Footage of the tragedy on social media showed a massive pile of mine waste sliding down a slope and smashing into a lake below, sending the water and mud surging high around its rim and down the valley.  
Emergency workers had to slog through heavy mud under rain to retrieve bodies by wrapping them in plastic sheets, which served as makeshift body bags.  
Myanmar’s jade industry world’s biggest
Hpakant area, which is 950 kilometers north of Myanmar’s biggest city, Yangon, is the centre of the world’s biggest and most lucrative jade mining industry. Myanmar is the world biggest source of jade, an industry reportedly worth more than $30 billion.
Victims - residue scavengers
Accidents at such mining sites causing multiple casualties are not rare. The victims are normally freelance miners who settle near giant mounds of discarded earth that have been mined in bulk by heavy machinery. The freelance miners who scavenge for bits of stray jade usually work and live at the base of the mounds of earth, which become particularly unstable during the rainy season.
More than 100 people were reported killed at Myanmar’s mining sites last year.  A November 2015 accident at a jade mine in Kachin also left 113 dead and was considered the country’s worst.

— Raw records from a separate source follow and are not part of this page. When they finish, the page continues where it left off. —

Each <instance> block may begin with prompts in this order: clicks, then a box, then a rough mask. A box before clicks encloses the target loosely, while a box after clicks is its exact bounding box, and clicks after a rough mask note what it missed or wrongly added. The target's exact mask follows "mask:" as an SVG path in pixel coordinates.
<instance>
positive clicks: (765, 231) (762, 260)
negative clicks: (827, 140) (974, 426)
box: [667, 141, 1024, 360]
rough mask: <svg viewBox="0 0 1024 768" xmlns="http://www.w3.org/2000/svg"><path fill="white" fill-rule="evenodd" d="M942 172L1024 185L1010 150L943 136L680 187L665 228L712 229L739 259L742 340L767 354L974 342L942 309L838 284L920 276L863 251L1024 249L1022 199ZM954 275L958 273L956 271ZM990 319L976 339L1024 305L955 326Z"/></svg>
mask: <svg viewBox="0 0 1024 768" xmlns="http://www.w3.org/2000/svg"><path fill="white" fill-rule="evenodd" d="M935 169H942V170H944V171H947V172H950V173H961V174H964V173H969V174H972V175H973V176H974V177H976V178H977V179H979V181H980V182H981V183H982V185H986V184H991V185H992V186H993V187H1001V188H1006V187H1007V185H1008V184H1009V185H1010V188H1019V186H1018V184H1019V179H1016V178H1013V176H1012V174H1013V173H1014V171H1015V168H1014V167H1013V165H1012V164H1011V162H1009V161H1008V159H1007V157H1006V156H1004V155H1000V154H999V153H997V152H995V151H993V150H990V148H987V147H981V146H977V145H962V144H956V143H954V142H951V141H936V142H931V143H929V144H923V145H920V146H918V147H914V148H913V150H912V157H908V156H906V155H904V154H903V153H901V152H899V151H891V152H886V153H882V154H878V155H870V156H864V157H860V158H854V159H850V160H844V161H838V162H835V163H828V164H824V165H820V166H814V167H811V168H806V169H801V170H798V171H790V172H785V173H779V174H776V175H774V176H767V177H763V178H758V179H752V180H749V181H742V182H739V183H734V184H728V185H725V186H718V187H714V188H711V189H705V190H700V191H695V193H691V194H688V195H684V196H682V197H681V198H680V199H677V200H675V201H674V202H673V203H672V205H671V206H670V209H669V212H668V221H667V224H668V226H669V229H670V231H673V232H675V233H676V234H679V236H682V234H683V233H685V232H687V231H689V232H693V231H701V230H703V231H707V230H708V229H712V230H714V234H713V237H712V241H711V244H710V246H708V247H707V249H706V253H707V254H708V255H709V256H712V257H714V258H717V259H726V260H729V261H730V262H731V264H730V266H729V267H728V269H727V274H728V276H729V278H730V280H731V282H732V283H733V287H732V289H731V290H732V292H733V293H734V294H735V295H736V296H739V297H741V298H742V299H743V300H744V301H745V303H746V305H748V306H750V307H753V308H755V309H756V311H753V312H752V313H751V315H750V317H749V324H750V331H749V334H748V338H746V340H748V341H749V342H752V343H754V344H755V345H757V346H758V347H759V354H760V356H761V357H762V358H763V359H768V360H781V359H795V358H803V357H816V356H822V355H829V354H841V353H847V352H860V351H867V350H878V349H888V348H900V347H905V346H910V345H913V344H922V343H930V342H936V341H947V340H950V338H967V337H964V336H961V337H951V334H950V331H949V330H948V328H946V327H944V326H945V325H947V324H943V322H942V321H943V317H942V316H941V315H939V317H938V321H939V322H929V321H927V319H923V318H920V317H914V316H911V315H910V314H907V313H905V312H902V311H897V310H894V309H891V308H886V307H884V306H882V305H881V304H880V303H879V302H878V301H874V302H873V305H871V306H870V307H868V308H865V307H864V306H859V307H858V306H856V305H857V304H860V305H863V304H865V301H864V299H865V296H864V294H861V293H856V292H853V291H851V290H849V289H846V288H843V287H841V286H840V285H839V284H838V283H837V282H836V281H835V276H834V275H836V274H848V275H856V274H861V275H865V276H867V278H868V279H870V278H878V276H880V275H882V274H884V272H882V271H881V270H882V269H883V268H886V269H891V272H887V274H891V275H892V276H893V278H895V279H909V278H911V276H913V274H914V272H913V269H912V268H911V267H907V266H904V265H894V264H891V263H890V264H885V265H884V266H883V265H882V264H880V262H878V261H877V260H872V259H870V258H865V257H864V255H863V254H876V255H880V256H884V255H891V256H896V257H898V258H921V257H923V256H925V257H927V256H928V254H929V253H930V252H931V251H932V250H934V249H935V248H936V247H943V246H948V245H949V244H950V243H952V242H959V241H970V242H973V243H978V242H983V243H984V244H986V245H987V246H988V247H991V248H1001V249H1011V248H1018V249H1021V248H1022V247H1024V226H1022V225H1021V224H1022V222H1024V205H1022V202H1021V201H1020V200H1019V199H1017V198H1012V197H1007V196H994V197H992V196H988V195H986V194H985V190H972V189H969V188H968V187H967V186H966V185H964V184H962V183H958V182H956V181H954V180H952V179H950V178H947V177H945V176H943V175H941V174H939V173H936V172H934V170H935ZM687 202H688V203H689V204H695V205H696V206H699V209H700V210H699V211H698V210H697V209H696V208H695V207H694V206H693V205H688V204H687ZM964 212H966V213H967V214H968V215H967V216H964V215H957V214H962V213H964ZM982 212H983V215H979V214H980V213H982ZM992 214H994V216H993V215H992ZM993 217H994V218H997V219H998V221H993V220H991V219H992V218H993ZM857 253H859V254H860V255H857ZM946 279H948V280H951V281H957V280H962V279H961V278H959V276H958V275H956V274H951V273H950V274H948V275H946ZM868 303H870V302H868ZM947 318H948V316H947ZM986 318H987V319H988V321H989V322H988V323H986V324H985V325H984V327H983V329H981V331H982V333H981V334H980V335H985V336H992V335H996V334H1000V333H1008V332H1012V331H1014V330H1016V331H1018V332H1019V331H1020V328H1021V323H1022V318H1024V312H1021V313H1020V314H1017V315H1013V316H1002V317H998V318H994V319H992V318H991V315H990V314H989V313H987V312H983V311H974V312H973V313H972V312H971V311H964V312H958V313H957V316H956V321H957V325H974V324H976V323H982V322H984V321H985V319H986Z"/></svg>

Most scavengers are unregistered migrants from other areas, making it hard to determine exactly how many people are actually missing after such accidents and in many cases leaving the relatives of the dead in their home villages unaware of their fate.
Profiting only a few
Local activists have complained that the profitability of jade mining has led businesses and the government to neglect enforcing already very weak regulations in the industry.
According to Global Witness, a London-based group that investigates misuse of revenues from natural resources, the industry generated about $31 billion in 2014, with most of the wealth going to individuals and companies tied to Myanmar’s former military rulers.
Mining also plays a role in the decades-old struggle of ethnic minority groups in Myanmar’s borderlands to take more control of their own destiny and resources. Kachin insurgents have been engaged in intermittent combat with government troops.
The area where members of the Kachin minority are dominant is poverty stricken despite having huge deposits of rubies as well as jade.  The Kachin people believe they are not getting a fair share of the profits from deals that the central government makes with mining companies that critics charge are cronies of the military - a major player in the country’s administration.